Looking ahead, near-term price expectations at the aggregate level remain somewhat negative, although less so than in the previous survey. Further ahead, the twelve-month outlook remains modestly positive, with a net balance of +8% of respondents expecting house prices to rise over the year ahead, up slightly from +6% in the previous survey.

Jeremy Leaf, north London estate agent and a former RICS residential chairman, commented: “Ongoing worries about the conflict in Iran and its impact on the economy – especially mortgage rates and inflation – as well as domestic political uncertainty means home buying and selling is being pushed further down the ‘to-do’ list.

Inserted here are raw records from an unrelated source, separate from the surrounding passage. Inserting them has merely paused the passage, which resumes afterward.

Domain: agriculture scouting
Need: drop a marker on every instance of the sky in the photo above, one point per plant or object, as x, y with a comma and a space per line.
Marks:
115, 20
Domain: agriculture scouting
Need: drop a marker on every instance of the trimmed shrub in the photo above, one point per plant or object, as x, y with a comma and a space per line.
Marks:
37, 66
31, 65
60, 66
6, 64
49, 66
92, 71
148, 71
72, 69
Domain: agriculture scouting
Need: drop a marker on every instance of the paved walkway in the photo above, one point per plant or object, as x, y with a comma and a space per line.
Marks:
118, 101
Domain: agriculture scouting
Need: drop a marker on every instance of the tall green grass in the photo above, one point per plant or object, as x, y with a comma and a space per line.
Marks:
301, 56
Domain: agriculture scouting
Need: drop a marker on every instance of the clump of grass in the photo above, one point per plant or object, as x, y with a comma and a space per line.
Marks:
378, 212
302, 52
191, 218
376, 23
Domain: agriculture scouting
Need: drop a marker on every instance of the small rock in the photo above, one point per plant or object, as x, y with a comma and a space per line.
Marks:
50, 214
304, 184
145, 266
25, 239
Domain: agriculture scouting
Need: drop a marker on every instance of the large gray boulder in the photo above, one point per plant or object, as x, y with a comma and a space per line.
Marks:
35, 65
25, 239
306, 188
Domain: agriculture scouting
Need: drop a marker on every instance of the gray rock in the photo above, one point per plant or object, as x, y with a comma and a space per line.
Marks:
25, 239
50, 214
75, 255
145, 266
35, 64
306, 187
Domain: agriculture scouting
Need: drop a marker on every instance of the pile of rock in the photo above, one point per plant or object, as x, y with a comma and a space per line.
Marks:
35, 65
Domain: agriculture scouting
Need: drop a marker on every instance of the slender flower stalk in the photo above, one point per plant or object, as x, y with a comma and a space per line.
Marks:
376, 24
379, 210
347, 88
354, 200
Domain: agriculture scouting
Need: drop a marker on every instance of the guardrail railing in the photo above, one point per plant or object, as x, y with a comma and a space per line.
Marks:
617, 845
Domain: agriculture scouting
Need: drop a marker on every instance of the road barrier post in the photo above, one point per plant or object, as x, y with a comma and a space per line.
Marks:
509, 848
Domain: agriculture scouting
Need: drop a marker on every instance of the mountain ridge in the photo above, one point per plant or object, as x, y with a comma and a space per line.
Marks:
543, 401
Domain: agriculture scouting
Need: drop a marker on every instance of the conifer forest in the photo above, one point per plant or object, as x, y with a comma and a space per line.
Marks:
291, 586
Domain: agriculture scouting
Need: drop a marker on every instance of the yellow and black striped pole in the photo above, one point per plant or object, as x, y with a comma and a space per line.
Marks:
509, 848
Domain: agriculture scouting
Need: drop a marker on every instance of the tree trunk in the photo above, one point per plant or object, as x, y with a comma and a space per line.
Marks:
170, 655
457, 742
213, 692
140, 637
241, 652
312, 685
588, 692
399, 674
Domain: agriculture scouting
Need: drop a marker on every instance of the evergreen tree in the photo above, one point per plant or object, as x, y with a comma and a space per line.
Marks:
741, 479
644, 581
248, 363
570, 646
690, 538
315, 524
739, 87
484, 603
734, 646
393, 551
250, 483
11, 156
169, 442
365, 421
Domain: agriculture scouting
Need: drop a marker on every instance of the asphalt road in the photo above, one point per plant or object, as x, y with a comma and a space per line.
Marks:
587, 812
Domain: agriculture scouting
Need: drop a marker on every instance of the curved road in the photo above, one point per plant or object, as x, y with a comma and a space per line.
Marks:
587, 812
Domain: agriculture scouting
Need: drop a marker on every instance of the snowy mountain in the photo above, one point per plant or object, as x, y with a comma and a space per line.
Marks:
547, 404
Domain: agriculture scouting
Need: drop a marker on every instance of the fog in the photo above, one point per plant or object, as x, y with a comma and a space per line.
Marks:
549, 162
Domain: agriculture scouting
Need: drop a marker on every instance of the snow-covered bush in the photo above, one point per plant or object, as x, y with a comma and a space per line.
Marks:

“Nevertheless, those who need rather than want to move are negotiating hard and trying to anticipate the market’s direction of travel.

“The net result is prices and activity are holding up better than we dared hope although we are not expecting a significant summer rebound, bearing in mind these distractions are likely to continue for a few more months at least.”
 
Rachel Springall, finance expert at Moneyfactscompare, added: “The supply of homes coming onto the market is beginning to thin, with both new instructions and market appraisals moving deeper into negative territory. The recent volatility in mortgage pricing and wider geopolitical uncertainty may have prompted some homeowners to pause their plans to sell until the outlook becomes clearer. Fewer properties coming onto the market could restrict the overall supply of homes in the months ahead. Overall, market sentiment remains subdued, although downward pressure on house prices appears to be easing.

"New buyer enquiries remain weak, yet buyer sentiment has slightly improved, recording its least negative result since February. Falling mortgage rates could encourage prospective buyers, but affordability pressures and wider economic uncertainty can create caution, with some sitting on the fence until rates fall further. Those seeking a new deal are looking at repayments of £1,538 per month, based on a typical two-year fixed mortgage of 5.52% on a loan of £250,000, with a term of 25 years. This is a difference of around £760 over the course of 12 months, compared to the average rate of 5.09% back in July 2025."